Like other films that have been misread as merely and emptily overwhelming audiences with vicarious thrills, such as Oliver Stone’s Wall Street, Goodfellas is powerfully glamorous. It represents a former nerd’s (Scorsese’s) attainment of sensuality and power via the fashioning of a ferocious stream-of-conscious tabloid rock-star style—a director-as-star gesture that has been aped endlessly for three decades. The film is a significant, troubling work of art in part because Scorsese is willing to indulge and examine his own unsavory idolizations; his dream to be a “player,” per this book, is inseparable from the on-screen Hill’s striving for the same.

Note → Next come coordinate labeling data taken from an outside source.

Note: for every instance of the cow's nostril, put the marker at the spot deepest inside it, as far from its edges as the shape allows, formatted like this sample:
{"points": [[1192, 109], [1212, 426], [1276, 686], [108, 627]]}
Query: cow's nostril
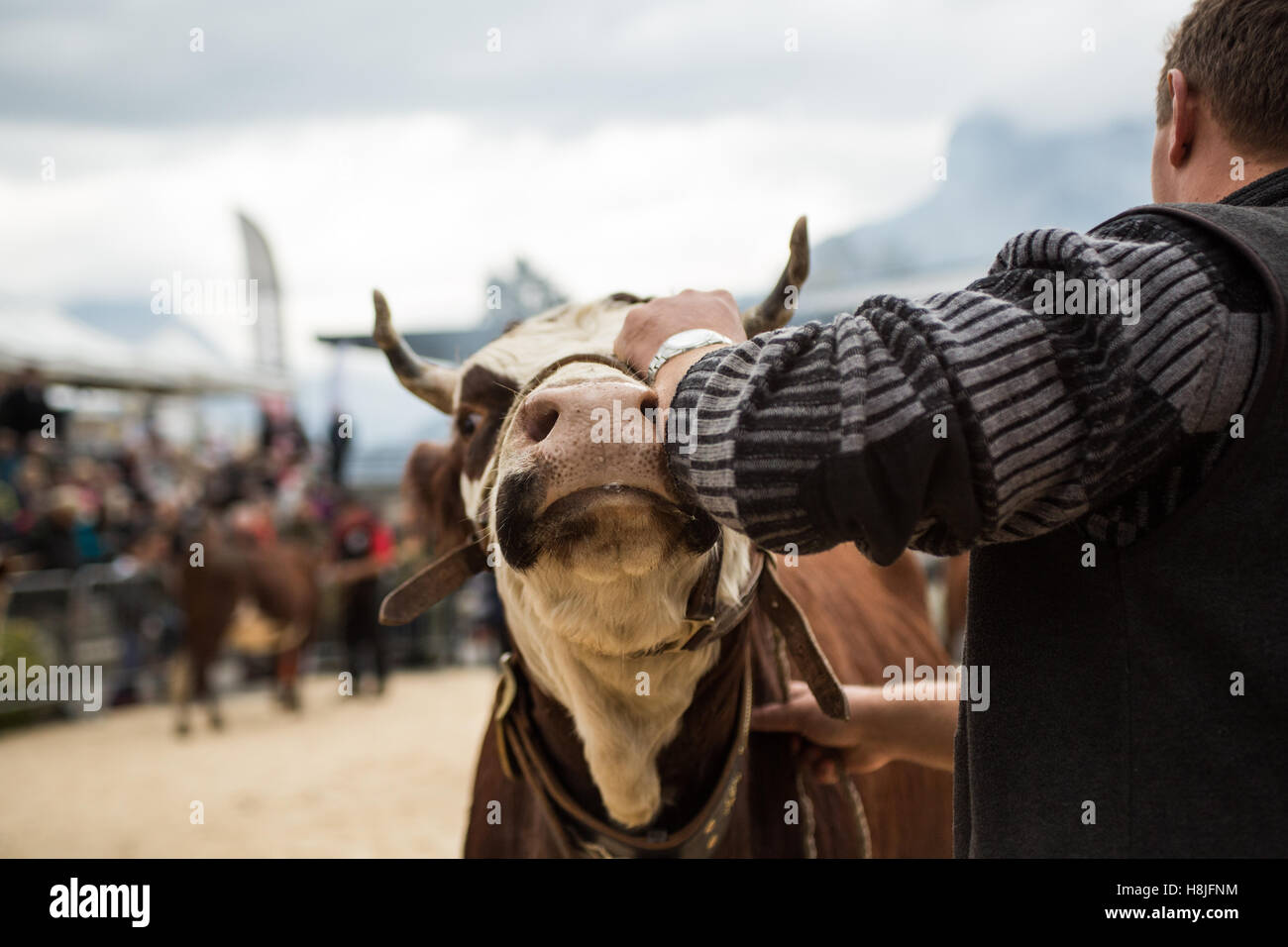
{"points": [[539, 420]]}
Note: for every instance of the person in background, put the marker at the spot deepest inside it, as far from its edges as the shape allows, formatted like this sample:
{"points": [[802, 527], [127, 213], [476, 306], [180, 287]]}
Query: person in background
{"points": [[364, 548], [24, 407]]}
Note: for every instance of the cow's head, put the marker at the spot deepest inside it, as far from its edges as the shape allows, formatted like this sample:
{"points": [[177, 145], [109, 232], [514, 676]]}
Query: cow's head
{"points": [[592, 549]]}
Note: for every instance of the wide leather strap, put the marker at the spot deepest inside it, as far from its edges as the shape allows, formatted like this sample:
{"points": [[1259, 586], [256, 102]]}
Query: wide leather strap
{"points": [[802, 644], [434, 582]]}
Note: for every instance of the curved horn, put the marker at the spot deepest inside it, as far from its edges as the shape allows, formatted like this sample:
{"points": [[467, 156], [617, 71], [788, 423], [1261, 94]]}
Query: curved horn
{"points": [[420, 376], [778, 307]]}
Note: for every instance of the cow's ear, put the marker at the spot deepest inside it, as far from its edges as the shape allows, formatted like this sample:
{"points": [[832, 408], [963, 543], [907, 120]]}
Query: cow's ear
{"points": [[432, 484]]}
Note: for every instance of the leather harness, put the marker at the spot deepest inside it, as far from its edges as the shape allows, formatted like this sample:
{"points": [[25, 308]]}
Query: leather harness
{"points": [[580, 834]]}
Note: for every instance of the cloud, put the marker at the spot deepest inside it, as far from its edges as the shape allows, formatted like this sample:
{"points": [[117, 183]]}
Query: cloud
{"points": [[574, 63]]}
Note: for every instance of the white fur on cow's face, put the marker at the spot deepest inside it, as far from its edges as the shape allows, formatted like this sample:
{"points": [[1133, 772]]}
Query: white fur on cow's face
{"points": [[576, 622]]}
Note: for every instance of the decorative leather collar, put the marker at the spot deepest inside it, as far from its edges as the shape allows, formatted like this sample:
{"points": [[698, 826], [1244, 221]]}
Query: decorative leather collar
{"points": [[578, 832]]}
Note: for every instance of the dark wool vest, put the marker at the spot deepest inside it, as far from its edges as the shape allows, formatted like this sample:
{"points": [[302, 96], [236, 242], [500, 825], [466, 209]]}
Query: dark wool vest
{"points": [[1116, 727]]}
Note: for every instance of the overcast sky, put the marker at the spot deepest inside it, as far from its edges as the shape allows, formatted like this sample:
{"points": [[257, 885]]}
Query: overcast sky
{"points": [[621, 146]]}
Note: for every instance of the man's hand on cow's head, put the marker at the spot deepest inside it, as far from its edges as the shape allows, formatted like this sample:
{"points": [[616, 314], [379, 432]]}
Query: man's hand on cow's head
{"points": [[651, 324]]}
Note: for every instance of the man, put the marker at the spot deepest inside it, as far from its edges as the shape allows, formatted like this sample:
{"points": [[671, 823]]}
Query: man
{"points": [[1120, 478]]}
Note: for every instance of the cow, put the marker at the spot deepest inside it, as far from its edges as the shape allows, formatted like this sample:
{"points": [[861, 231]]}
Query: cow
{"points": [[642, 630], [261, 592]]}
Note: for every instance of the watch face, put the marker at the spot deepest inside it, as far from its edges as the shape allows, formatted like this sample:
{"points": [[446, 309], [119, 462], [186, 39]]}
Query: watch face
{"points": [[691, 337]]}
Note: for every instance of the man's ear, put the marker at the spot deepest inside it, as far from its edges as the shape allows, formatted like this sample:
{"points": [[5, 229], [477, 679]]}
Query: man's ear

Frank Vincent’s Billy is brutally murdered in the film, but the disposal of his body is shrouded in a car’s rearview lights, which suggests, as Kenny states, the lighting of an Italian horror film. Which is to say that even the ugliest sequences in the film are beautiful and kinetic. Kenny doesn’t entirely grapple with this contradiction, though he brings Goodfellas down to Earth with his own unforgettable rendering of Hill as an over-the-hill schemer. No one else has seen this magnificent, agonizing, unmooring movie with such piercing clarity.

Made Men: The Story of Goodfellas is available September 15 from Hanover Square Press.